Materials and Methods: Three male diabetic patients aged 42 to 55 years had been treated with botulinum toxin in our center. Two patients were both after-simultaneous pancreas-kidney transplant and 1 was awaiting islet-cell transplant after pancreatectomy. Mechanical gastric outlet obstruction was first excluded by radiological and endoscopic studies. Between 100 and 200 IU of toxin were then injected in the prepyloric region using an endoscopic technique. A subjective scoring scale was used to assess symptoms before and after botulinum therapy.
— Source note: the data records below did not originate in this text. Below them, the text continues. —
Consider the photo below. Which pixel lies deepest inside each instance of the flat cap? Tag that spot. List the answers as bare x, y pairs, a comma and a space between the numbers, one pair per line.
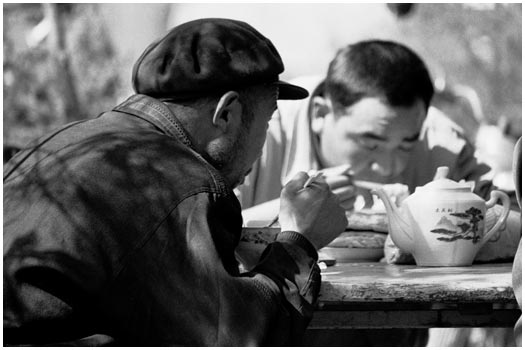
210, 55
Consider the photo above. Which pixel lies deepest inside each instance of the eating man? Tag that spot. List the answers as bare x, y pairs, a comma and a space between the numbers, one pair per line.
121, 229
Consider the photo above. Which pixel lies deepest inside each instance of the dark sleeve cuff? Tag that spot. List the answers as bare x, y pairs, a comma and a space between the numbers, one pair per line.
299, 240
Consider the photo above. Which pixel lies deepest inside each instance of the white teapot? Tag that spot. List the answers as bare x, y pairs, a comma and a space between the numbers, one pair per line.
443, 222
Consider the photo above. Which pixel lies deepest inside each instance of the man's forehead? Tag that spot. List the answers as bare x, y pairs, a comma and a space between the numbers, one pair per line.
374, 116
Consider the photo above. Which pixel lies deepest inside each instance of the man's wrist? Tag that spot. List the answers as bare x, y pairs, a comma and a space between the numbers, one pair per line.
299, 240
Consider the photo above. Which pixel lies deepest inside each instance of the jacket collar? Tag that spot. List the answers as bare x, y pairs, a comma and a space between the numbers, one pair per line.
157, 113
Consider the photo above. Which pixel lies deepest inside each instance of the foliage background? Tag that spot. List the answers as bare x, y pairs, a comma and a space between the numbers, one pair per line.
86, 67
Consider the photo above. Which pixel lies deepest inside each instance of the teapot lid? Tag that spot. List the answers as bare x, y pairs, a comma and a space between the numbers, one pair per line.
442, 183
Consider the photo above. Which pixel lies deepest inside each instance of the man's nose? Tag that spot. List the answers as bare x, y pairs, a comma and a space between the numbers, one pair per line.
384, 163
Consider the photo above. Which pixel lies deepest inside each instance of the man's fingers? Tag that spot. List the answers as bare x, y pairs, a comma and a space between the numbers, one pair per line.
296, 183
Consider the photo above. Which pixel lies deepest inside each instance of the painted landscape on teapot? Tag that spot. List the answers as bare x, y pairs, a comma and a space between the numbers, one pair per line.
459, 225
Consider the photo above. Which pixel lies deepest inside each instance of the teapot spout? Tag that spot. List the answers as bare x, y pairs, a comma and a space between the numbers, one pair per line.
398, 226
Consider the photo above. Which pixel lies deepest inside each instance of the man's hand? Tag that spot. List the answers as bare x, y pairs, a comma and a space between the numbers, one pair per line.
313, 211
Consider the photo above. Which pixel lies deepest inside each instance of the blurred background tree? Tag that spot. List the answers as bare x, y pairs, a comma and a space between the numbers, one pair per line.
71, 61
59, 66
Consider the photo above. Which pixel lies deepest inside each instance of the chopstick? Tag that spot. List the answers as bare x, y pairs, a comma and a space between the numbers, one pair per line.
318, 174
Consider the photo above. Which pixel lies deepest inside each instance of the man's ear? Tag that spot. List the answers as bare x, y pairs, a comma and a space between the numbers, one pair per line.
320, 108
228, 111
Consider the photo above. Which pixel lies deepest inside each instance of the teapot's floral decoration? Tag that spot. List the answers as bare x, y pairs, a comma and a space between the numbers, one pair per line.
467, 229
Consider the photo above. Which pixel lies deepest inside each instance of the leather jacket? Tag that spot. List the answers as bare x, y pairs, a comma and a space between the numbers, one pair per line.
117, 226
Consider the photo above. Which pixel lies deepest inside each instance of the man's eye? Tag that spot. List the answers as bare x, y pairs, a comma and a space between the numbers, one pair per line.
368, 144
406, 147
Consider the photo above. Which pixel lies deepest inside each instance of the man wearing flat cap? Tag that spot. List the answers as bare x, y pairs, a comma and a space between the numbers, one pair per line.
121, 229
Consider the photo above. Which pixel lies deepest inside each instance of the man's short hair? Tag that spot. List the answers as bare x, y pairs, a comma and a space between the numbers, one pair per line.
375, 68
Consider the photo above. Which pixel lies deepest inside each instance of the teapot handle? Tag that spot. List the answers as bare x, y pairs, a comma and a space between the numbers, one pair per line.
505, 200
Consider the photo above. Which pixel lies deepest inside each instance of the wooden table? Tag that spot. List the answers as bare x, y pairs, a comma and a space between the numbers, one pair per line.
377, 295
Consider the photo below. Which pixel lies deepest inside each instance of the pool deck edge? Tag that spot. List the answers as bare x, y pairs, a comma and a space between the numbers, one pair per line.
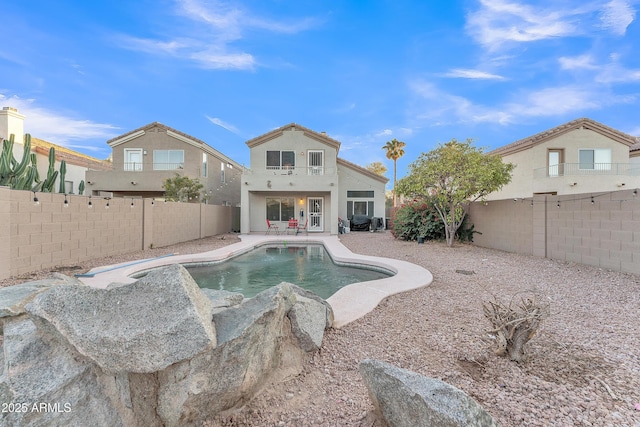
349, 303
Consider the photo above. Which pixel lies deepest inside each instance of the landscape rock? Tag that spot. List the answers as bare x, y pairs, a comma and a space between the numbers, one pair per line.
253, 344
405, 398
153, 352
57, 385
14, 298
142, 327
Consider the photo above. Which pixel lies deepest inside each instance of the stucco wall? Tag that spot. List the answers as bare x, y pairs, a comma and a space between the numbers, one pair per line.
605, 233
525, 184
48, 234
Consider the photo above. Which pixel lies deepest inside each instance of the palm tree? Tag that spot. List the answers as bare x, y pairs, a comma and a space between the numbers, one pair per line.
394, 151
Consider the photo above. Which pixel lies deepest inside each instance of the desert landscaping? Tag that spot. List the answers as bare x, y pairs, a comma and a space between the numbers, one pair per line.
583, 366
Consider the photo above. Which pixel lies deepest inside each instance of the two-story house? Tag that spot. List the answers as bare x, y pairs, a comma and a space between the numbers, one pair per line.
143, 158
295, 173
77, 164
577, 157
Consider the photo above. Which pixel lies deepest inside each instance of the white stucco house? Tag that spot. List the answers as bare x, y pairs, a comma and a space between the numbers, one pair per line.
580, 156
295, 173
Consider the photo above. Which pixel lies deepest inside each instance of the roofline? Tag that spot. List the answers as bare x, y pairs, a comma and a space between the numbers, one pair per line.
174, 133
586, 123
318, 136
362, 170
69, 156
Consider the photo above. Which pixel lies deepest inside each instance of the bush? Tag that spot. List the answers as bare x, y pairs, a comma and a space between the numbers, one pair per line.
419, 219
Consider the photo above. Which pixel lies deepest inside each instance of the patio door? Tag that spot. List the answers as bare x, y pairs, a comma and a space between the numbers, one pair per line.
315, 206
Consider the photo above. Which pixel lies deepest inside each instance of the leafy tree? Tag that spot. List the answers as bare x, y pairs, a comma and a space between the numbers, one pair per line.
182, 189
452, 176
394, 151
377, 167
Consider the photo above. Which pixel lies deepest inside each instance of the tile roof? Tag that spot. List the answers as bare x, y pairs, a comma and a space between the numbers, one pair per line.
546, 135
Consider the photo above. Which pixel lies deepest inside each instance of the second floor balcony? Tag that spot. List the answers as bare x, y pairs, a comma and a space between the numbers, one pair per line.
588, 169
292, 171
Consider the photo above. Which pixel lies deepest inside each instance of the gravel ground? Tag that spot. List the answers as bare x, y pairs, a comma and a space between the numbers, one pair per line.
583, 367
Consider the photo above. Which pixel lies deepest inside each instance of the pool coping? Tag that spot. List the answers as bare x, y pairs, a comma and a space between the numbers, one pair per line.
349, 303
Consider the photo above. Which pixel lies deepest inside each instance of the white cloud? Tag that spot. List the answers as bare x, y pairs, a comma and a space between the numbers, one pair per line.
218, 122
210, 29
472, 74
577, 62
58, 128
498, 22
617, 15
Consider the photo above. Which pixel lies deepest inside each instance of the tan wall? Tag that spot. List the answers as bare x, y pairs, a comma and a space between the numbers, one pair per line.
525, 184
49, 235
605, 233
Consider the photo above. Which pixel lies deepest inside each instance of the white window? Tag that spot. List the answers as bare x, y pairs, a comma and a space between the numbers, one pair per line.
595, 159
205, 168
168, 159
133, 159
281, 160
360, 202
316, 162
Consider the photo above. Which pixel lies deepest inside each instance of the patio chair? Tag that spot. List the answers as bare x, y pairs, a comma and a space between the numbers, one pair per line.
299, 229
272, 227
293, 226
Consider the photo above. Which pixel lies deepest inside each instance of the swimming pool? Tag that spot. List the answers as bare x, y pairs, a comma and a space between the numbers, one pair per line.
308, 266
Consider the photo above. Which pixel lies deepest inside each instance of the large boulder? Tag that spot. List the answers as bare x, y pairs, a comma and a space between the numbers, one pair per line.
14, 298
53, 384
405, 398
255, 343
141, 327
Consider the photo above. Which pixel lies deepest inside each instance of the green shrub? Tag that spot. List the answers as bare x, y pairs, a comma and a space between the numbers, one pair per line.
419, 219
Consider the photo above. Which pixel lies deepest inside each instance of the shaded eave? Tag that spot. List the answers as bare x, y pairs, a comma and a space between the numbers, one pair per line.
318, 136
71, 157
583, 123
362, 170
129, 136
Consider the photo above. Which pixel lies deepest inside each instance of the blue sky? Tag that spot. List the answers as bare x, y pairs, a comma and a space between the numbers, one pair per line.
365, 72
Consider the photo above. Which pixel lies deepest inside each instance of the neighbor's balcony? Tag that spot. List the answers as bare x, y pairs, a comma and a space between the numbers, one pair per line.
590, 169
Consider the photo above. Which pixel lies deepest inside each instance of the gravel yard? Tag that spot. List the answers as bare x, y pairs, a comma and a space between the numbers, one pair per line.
584, 365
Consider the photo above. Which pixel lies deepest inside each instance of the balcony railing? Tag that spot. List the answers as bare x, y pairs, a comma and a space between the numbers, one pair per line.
137, 167
590, 169
292, 170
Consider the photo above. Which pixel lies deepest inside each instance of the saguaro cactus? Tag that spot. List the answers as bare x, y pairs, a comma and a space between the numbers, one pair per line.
63, 172
12, 171
52, 174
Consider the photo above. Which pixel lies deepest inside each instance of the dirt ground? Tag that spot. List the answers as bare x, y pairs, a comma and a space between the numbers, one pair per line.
583, 367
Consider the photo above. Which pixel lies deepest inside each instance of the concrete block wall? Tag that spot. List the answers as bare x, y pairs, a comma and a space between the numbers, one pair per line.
600, 229
505, 224
49, 235
52, 233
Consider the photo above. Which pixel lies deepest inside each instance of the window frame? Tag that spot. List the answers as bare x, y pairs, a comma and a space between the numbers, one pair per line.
166, 165
286, 208
595, 164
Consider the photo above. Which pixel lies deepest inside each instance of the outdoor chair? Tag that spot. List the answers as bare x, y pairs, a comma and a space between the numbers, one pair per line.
272, 227
293, 226
299, 229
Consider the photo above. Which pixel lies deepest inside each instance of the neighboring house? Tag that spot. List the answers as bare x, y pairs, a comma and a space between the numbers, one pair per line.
12, 122
581, 156
296, 173
145, 157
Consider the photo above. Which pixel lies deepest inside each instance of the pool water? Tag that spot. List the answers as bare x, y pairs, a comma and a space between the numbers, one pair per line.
308, 266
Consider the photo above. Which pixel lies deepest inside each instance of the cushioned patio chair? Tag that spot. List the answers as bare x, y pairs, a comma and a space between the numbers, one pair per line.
299, 229
272, 227
293, 226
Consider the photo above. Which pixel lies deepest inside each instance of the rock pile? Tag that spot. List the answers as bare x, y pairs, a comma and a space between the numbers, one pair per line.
156, 352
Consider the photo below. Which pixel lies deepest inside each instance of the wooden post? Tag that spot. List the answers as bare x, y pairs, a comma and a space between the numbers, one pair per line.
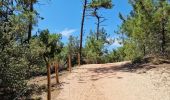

Results: Improvement in subjective symptom severity scoring was seen in all patients, with a posttreatment improvement from 55% to 91%. Such improvement was temporary in 2 patients and long- lasting in 1 patient.
Conclusions: The time for improvement of gastric autonomic function after pancreas or islet-cell transplantation remains unclear. Some patients may continue to be symptomatic, leading to increasing morbidity. However, endoscopic botulinum injections may provide short-term relief while waiting for improvement and spare patients the morbidity associated with more-invasive therapies.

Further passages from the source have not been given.